Publié le par Jean-Yves Alt

Toute l'œuvre de Whitman est basée sur certains thèmes, qui s'entrecroisent, se mélangent, mais reviennent toujours, dans ses premiers poèmes comme dans les derniers.

1° Le premier thème, primordial, est celui du « moi »

Whitman est fier de son corps, de sa force naturelle.

Je me célèbre et je me chante.

affirme-t-il dans le premier vers de son premier grand poème (Chant de moi-même).

Je sais que je suis solide et sain...

J'existe tel que je suis, cela suffit...

Je laisse parler... la nature sans frein avec l'énergie originelle.

Chaque partie de son corps est divine, puisque créée par Dieu. Le sexe surtout est sacré, et il faut en parler sans fausse pudeur.

Le sexe contient tout, corps, âmes.

A travers moi les voix interdites,

Voix des sexes et concupiscence, voix couvertes et que je découvre.

Voix indécentes, par moi clarifiées et transfigurées...

La copulation n'est pas plus grossière à mes yeux que la mort.

Je crois en la chair et ses appétits.

Voir, entendre, toucher sont miracles et chaque partie et bout de moi-même est un miracle.

Envers et endroit, je suis divin et je sanctifie tout ce que je touche ou par quoi je suis touché...

La senteur de ces aisselles est arôme plus fin que la prière...

Si je rends un culte à une chose plus qu'à une autre...

Saillies ombrées et séant, ce sera vous

Rigide coutre masculin, ce sera toi,

Toi ruisseau laiteux, pâle traite de ma vie.

Il s'émerveille de la complexité de son corps qui résume tout le mystère de la création ; il n'y a en effet point de hiérarchie dans celle-ci :

Je crois qu'une feuille d'herbe n'est pas moindre que la journée des étoiles...

Et la plus mince jointure de ma main bafoue toute la mécanique.

L'existence de son corps suffit à lui apporter un bonheur animal et physique :

Exister et rien autre chose, cela suffit,

Respirer suffit,

Joie, joie, joie partout.

2° Thème de l'altruisme

Cet amour du soi n'est pas de l'égocentrisme.

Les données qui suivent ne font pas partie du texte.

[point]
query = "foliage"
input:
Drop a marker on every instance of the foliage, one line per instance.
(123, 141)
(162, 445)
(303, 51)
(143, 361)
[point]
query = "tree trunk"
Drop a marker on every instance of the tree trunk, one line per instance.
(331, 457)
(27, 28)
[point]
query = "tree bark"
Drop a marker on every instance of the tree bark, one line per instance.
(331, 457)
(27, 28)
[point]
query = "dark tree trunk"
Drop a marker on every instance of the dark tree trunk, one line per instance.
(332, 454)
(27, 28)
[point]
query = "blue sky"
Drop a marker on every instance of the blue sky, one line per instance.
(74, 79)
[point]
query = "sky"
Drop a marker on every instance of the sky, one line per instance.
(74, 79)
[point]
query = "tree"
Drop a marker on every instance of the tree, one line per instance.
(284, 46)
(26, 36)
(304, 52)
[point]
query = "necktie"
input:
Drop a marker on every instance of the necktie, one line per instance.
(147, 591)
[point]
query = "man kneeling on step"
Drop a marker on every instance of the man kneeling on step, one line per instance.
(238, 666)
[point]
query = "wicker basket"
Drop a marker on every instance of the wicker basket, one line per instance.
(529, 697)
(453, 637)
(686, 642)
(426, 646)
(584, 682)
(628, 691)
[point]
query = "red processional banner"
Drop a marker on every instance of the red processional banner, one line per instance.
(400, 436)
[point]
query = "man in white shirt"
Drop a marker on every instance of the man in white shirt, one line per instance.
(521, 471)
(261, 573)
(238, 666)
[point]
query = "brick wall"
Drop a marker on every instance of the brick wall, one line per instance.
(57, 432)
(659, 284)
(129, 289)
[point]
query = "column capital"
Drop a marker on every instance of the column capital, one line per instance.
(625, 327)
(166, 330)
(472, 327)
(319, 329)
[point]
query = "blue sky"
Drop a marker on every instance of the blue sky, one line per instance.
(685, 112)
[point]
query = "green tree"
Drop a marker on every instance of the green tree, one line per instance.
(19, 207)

Whitman ne veut pas se perdre dans la contemplation de son nombril. Bien au contraire, son moi lui sert de base pour s'identifier aux autres hommes.

Car chaque atome qui m'appartient quasiment t'appartient

Je suis vaste, je contiens des multitudes.

Le poète étend sa propre personnalité à celle des autres, qu'il assimile sans effort.

Je suis de toutes les nuances et de toutes les castes, de tous les rangs et de toutes les religions.

Paysan, ouvrier, artiste, homme comme il faut, marin, quaker,

Détenu, aventurier, costaud, fripouille, avocat, médecin, prêtre.

Whitman éprouve une sympathie (au sens étymologique du terme : souffrir avec) pour tous les hommes. Il fait siennes leurs souffrances ; son attitude lors de la Guerre de Sécession fut admirable ; il fut une sorte d'aumônier laïque, le « panseur de plaies » physiques et morales.

3° Thème de l'amour du peuple et des travailleurs

L'altruisme de Whitman se porte tout naturellement sur les gens du peuple, sur les travailleurs rudes et sains et non sur la bourgeoisie hypocrite et tarée :

L'ouvrier jeune est le plus proche de moi, il me connaît à merveille...

Sur les vaisseaux qui naviguent mes paroles naviguent, je m'en vais avec les pécheurs et les marins et les chéris...

Ma face droite contre la face du chasseur lorsqu'il est couché seul dans sa couverture.

4° Thème de l'amour des garçons

Ce thème, avoué, mais toujours chaste, recouvre tous les autres thèmes qu'il explique en grande partie.

Dans le « Chant de moi-même » on peut lire :

Lorsque le camarade de lit affectueux et caressant, qui a dormi à mon côté toute la nuit, s'éloigne à pas furtifs à la pointe du jour...

Tout ceci est troublant, mais finalement Whitman n'a pas osé aller jusqu'au bout et affirmer ouvertement ses goûts sexuels :

Je n'ose pas divulguer cela, même dans ces chants...

Homme ou femme, j'aurais envie de vous dire comment je vous aime, mais je ne le puis ;

J'aurais envie de dire quelle ardeur de désir me gonfle, ce battement qui emplit mes nuits et mes jours.

5e Thème de la république des camarades

Ce thème est la conséquence de l'amour des garçons, dont le poète a considérablement élargi les limites.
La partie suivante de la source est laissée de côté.